Two weeks out from the Democratic primary, mayoral hopeful and Connecticut State Sen. Toni Harp ARC ’78 pocketed another major endorsement Tuesday, winning the support of Connecticut Sen. Chris Murphy in her quest for New Haven’s top seat.
After a string of summer endorsements from all corners of the city’s Democratic establishment, Murphy’s was the second vote of confidence this month to broaden that backing beyond New Haven and the first to come from a figure on the national stage. Addressing a crowd of supporters at the Farnam Neighborhood House, a youth center in Fair Haven, Murphy praised Harp as a visionary with the courage and experience to lead the city on day one of her tenure.
“I am so proud to be here today to offer my full, unconditional, enthusiastic endorsement to Toni Harp to be the next mayor of the city of New Haven,” Murphy said. “No one else can deliver that kind of package of vision, of courage and of experience as the next mayor of this city.”

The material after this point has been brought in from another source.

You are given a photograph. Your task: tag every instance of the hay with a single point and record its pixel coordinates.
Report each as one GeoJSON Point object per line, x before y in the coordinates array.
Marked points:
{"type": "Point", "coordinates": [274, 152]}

As a former colleague of Harp’s in the state senate, Murphy detailed her legislative accomplishments — including funding stem cell research and setting up the state’s Office of Child Protection — and described her effectiveness in co-chairing the body’s appropriations committee.
Murphy’s vote of confidence came two weeks after Connecticut Gov. Dannel Malloy threw his weight behind Harp, which followed endorsements from the Democratic Town Committee, Yale’s Unite Here Locals 34 and 35 unions and a majority of city lawmakers on the New Haven Board of Aldermen.
Those endorsements have positioned Harp as the perceived frontrunner in the race to replace retiring New Haven Mayor John DeStefano Jr.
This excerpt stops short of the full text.